Além dos salários, outros serviços estão com pagamentos atrasados, como serviços terceirizados de segurança e conta de luz elétrica. A ACerp alerta para o risco de incêndio na instituição caso o fornecimento de energia elétrica seja cortado, uma vez que muitos rolos de filme presentes no arquivo podem entrar em combustão caso não sejam devidamente refrigerados.

A direção da Acerp aponta ainda que não há definição sobre a rescisão dos contratos de trabalho – altamente especializados, vale notar. 

Na última quinta, 28 de maio, de acordo com matéria de O Globo, o Ministério Público Federal em São Paulo enviou ofício à Secretaria Especial da Cultura cobrando "informações a respeito da possível ausência de repasse orçamentário que vem prejudicando o funcionamento da Cinemateca Brasileira e causando danos a acervo audiovisual mantido pela citada entidade." Confirmada a falta de envio dos recursos, o Ministério Público poderá entrar com uma ação civil pública contra a pasta.

Debate

Recentemente, entidades e profissionais ligados ao audiovisual e à memória e preservação alertaram sobre o sucateamento da instituição, sobretudo após a rescisão do contrato com a Acerp em dezembro. Em carta aberta, pediam, evidentemente sem propor a suspensão das atividades da instituição, o fim do modelo de gestão com convênio com Organizações Sociais. "Tal forma não confere autonomia, mas dependência de contratos de fácil rompimento, além de ignorar os profissionais da área e um debate mais amplo com a comunidade cinematográfica", apontam na carta. "É urgente a compreensão das especificidades das instituições e a valorização dos profissionais que nelas atuam", finaliza o documento.

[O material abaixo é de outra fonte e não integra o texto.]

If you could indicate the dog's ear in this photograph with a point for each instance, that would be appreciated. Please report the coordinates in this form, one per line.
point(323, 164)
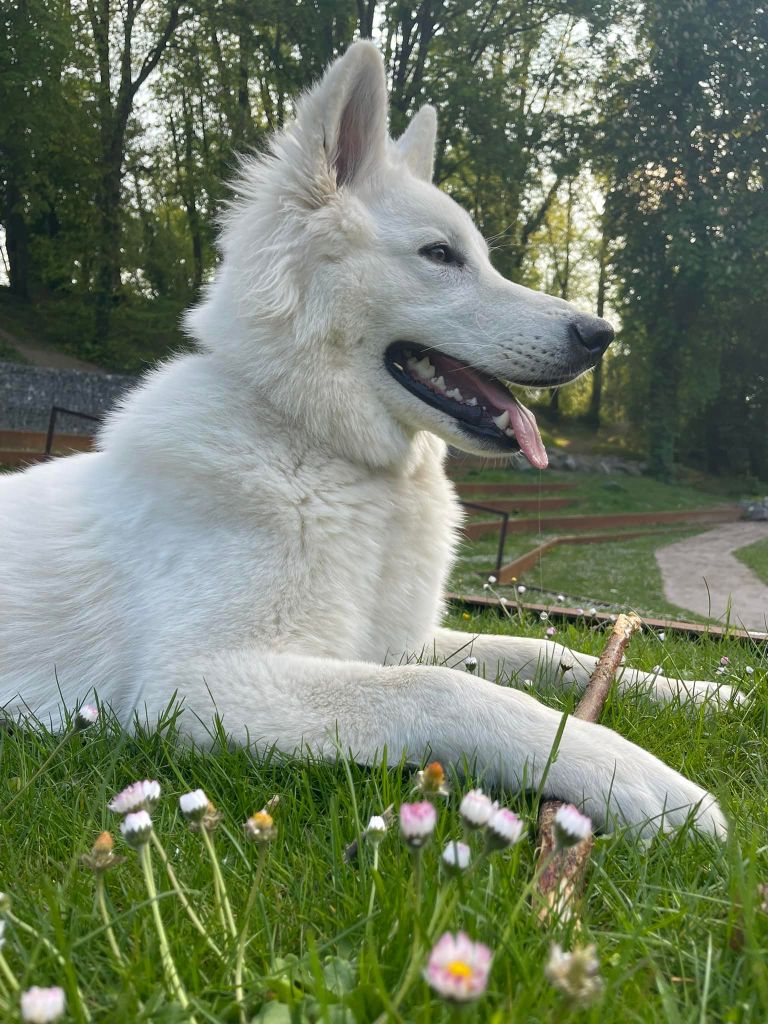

No ofício enviado pela Acerp nesta semana ao Ministério do Turismo, a entidade pede uma ampla discussão com o setor audiovisual e profissionais da memória, como museólogos e bibliotecários, antes que se tome qualquer decisão. "Não faz sentido tomar uma decisão sem ouvir os envolvidos numa instituição que nasceu da própria sociedade brasileira há quase 80 anos, que diz respeito fundamentalmente à memória nacional".

Definição

No ofício a Acerp cobra ainda um posicionamento oficial por parte do Ministério do Turismo, da Secult e da SAV sobre a dívida: os salários atrasados e o ressarcimento à Acerp pelos atrasados. Cobra ainda definição sobre os serviços da Cinemateca, se serão, de fato, encerrados até o final do ano e como será o contrato com a Acerp na transição.

A Acerp aponta ainda que seu conselho se reunirá para tomar providências cabíveis, inclusive judiciais.